Site İçi Arama

egitim

Minkowski Geometrisi Nedir?

Matematik hocası Hermann Minkowski (1894-1909) Einstein’ın 1905 yılında Annalen der Physik dergisinde ortaya koyduğu teorisi olan “Özel Görelilik”de bahsettiği “zaman, mekân ve hareketin birbirlerinden bağımsız olmadığı” görüşünü matematiksel olarak formüle oturtan kişi. Bunu yaparken de Pisagor Teoreminden faydalanıyor. Yani geometriden!

Matematiği sever misiniz?

Ben okul yıllarımda rakamlarla oynamayı oldukça çok severdim. Üniversitede matematik derslerinde seriler konusu geldiğinde biraz hevesim kaçtı gerçi, ama yine de notlarım hep iyiydi matematik derslerinde.

Daha çok da grafiklerle uğraşmak hoşuma giderdi.

Grafikler konuları görsel olarak da anlamak için oldukça faydalıdır.

Gelin bugün sizinle bir grafik çizelim.

Geçen gün ışık hızı üzerine bir yazı yazmıştım, takip edenler bilir. 

O yazıda hız nedir formülü ile yazmıştım. 

Aslında zaten hepimiz biliyoruzdur hızın ne demek olduğunu. Aramızda hız sevenler de olabilir.

Ancak hız bilimsel olarak gittiğimiz bir yolda ne kadar sürede ne kadar yol gittiğimizi gösteren izafi bir değerdir, yani formülü ile:

Hız=mesafe/süre

Bu durumda biraz matematik bilgisi ile eğer hızımızı biliyorsak geçen süreyi hesaba katarak gittiğimiz mesafenin formülünü de yazabiliriz:

Mesafe = Hız x süre

Bu formül hızımızı biliyorsak süre ile mesafe arasında bir bağlantı kurmak için kullanılabilir. 

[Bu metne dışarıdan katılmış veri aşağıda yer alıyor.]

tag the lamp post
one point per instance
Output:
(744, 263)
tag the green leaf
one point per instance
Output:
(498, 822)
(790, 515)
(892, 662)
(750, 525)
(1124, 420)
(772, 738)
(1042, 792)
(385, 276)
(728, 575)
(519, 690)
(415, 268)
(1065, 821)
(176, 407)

Süre, yani zaman belli bir katsayı ile aynı zamanda mesafe demek!

***

İşte Einstein’ın matematik hocası olan Hermann Minkowski bu mantık ile uzayı, yani matematiksel olarak (x), (y) ve (z) koordinatlarının yanına bir de zaman (t) boyutunu katabileceğimizi fark etmiş. 

Böylece Newton fiziğindeki üç boyut yerine Minkowski ile evrenin dört boyut ile tarif edilebileceği anlaşılmış.

***

Grafikler diyordum ya, aslında geometri de diyebiliriz, matematiğin en güzel dallarından biri de geometridir.

Geometri denince de en bilinen geometri teoremi Pisagor Teoremidir. 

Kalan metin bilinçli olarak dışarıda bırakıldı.